The records obtained showed correspondence from Claimant's treating surgeon and his treating chiropractors which were attached to the motion for new trial. Several letters, the first dated February 18, 1986, from the surgeon to the chiropractors revealed that he had seen Claimant after referral "with chief complaint of injury on the job 1-21-86." A second letter from the surgeon to the chiropractors was sent on February 27, 1986, and a copy was sent to Ponca Electric. Ponca Electric was sent a copy of a letter the treating surgeon had sent to an insurer. The treating surgeon was one of the medical experts relied upon by Claimant in the February 7, 1989, hearing.
Therefore, when Employer's counsel became aware of a possible intervening injury , a simple request to Claimant's treating surgeon for copies of all his records relating to Claimant and to his treatment would have revealed the purported January 21, 1986, incident. Of special significance is a copy of a Form 2, Employer's First Notice of Injury, filed March 3, 1986, which indicated that Claimant, on January 21, 1986, had strained his back "while pulling in a large electrical service." Not only were the physicians aware of the incident, but Employer itself had knowledge well before the motion to reopen was filed.
Employer attempts to discredit Claimant and the treating physicians because they denied or did not report a separate incident on January 21, 1986. However, at the hearing on remand, Employer's owner also stated that he did not consider the 1986 incident to be a new injury but that Claimant had had on-going back problems and when he had reported to Employer the increased intensity of the problem, Employer had completed the Form 2 and authorized medical treatment.

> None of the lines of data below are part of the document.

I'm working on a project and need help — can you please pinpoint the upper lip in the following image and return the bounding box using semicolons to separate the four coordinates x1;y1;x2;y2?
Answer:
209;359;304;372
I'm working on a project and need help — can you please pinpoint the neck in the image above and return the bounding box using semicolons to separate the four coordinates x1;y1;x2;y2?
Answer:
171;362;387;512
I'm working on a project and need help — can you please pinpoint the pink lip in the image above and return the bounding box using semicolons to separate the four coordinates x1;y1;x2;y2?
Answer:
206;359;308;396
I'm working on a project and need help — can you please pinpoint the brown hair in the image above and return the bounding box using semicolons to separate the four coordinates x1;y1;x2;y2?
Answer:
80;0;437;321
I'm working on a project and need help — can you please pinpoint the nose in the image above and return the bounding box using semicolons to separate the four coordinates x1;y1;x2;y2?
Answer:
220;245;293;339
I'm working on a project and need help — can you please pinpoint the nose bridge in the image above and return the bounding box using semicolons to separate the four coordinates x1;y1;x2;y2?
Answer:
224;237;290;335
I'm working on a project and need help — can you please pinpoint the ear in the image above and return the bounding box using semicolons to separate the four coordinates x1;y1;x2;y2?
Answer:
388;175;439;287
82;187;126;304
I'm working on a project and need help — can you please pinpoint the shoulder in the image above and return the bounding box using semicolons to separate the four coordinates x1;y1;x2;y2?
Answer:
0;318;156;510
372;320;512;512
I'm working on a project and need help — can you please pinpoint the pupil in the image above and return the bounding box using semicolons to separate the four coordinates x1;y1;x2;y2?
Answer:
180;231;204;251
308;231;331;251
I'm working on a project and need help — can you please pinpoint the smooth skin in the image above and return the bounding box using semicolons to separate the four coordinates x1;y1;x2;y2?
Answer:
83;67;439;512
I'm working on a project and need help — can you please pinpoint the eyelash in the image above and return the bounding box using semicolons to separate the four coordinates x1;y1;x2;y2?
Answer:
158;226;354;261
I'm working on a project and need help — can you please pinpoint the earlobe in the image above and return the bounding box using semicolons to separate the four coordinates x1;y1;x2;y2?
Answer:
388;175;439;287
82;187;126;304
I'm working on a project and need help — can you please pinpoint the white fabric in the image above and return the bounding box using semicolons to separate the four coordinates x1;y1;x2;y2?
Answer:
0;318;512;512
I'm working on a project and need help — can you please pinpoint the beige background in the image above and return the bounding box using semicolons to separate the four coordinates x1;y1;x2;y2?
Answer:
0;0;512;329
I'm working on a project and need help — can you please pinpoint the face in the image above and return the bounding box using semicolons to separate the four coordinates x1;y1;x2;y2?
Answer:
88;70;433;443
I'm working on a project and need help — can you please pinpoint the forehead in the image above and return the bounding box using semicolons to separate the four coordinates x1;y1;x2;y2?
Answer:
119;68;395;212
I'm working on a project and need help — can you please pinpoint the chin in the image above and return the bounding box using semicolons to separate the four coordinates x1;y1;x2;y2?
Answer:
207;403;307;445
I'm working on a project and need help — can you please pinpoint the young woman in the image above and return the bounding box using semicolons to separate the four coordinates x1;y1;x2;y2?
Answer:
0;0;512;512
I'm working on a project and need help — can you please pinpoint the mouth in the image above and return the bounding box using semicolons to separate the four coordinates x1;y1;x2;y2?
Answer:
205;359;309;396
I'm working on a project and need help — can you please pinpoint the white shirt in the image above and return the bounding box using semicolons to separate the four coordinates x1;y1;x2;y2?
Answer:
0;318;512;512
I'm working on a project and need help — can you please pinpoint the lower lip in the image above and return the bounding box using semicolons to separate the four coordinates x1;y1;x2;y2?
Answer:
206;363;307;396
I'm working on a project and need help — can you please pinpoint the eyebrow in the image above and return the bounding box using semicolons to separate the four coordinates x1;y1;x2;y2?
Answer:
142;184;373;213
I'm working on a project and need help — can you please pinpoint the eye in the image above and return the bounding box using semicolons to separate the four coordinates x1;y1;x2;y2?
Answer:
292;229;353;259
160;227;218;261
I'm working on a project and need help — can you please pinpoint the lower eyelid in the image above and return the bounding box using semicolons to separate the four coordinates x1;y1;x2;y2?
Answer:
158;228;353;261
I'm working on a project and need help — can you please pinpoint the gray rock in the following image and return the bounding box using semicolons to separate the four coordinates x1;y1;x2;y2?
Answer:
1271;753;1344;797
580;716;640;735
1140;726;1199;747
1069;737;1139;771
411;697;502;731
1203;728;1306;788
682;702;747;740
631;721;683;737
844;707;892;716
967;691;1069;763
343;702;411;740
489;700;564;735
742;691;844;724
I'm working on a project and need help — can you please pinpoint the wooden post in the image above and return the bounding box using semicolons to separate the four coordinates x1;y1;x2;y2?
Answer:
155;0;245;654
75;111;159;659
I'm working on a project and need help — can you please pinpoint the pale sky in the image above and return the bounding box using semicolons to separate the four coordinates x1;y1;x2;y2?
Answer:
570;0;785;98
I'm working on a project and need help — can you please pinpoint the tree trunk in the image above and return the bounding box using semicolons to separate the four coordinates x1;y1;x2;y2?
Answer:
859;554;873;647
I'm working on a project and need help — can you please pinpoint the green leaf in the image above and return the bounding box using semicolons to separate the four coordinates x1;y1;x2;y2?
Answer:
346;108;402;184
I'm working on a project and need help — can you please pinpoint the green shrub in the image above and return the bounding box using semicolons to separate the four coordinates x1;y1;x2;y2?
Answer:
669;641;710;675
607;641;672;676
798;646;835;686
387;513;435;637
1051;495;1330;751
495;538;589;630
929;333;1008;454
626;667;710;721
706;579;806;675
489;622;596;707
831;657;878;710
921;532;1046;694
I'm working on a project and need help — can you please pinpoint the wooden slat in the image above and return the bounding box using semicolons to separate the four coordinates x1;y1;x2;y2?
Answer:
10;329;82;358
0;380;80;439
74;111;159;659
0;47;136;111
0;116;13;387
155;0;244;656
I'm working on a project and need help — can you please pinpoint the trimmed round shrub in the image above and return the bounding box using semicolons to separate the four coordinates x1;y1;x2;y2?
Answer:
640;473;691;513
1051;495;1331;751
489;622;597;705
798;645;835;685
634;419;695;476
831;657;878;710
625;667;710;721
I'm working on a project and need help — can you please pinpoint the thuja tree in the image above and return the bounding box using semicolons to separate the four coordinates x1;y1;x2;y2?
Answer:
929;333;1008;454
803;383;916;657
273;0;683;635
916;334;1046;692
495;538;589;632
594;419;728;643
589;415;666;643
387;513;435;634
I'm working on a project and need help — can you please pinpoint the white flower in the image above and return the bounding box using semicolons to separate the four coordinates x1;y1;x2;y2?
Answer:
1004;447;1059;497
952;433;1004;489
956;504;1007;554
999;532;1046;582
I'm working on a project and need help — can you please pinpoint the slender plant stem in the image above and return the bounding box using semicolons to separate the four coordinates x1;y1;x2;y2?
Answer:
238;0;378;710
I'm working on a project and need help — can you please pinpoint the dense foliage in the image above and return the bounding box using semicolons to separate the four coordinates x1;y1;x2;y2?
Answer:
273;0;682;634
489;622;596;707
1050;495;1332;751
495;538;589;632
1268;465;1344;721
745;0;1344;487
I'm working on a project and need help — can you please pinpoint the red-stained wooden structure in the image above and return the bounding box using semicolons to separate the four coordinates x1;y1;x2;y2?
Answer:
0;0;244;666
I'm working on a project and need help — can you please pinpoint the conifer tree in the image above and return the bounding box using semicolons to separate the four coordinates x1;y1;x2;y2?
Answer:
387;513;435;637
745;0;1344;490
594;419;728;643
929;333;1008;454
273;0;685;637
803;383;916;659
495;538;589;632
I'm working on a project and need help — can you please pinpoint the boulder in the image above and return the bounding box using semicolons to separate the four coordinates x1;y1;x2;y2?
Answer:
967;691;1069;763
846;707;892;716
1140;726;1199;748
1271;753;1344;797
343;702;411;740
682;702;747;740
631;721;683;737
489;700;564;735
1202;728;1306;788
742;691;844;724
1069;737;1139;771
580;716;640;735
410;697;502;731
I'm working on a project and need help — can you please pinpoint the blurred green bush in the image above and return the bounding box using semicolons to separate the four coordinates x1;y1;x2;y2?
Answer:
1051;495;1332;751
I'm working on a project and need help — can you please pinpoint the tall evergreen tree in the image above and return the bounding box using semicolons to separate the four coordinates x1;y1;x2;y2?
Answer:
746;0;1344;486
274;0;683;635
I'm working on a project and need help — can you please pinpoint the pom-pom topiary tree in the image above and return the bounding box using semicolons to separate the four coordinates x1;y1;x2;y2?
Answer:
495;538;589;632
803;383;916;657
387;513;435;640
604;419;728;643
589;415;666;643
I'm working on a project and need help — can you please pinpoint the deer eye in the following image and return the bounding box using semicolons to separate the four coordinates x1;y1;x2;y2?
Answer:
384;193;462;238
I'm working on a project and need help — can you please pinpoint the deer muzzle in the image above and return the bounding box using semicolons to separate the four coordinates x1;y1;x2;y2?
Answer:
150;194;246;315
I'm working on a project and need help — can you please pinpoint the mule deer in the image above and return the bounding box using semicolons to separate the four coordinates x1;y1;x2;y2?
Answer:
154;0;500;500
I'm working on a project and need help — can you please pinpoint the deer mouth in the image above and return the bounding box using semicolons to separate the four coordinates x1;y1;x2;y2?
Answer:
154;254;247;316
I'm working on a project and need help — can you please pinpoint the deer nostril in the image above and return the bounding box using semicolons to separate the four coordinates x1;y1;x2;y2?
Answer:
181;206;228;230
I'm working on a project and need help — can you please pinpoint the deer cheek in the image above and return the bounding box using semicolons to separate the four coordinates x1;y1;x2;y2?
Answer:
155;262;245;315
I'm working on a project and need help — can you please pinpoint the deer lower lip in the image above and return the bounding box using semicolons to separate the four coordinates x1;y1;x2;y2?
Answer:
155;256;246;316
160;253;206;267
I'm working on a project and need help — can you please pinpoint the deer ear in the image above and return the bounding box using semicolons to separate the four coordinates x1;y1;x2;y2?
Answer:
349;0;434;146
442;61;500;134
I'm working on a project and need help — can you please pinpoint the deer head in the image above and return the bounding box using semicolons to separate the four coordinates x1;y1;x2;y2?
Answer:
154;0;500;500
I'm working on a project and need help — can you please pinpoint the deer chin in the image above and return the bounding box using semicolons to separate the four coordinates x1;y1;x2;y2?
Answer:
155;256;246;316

Therefore, it is clearly understandable that Claimant did not consider that he had sustained a new injury but had merely experienced exacerbation of an existing problem.
Therefore, we find that any evidence Employer presented to support its motion for new trial could not only have been discovered with any diligence prior to the trial on February 7, 1989, but, indeed, was known all along by Employer. And if the three-judge panel was empowered to hear the motion for new trial, its order is clearly contrary to law and without evidentiary support.
Based upon the foregoing, we vacate the order of the three-judge panel and the trial court order of December 14, 1989, and reinstate the order of February 13, 1989, and remand the cause to the three-judge panel with instructions to deny the motion for new trial and to determine the appeal of the order of February 13, 1989, on the merits.
BACON, V.C.J., and RAPP, J., concur.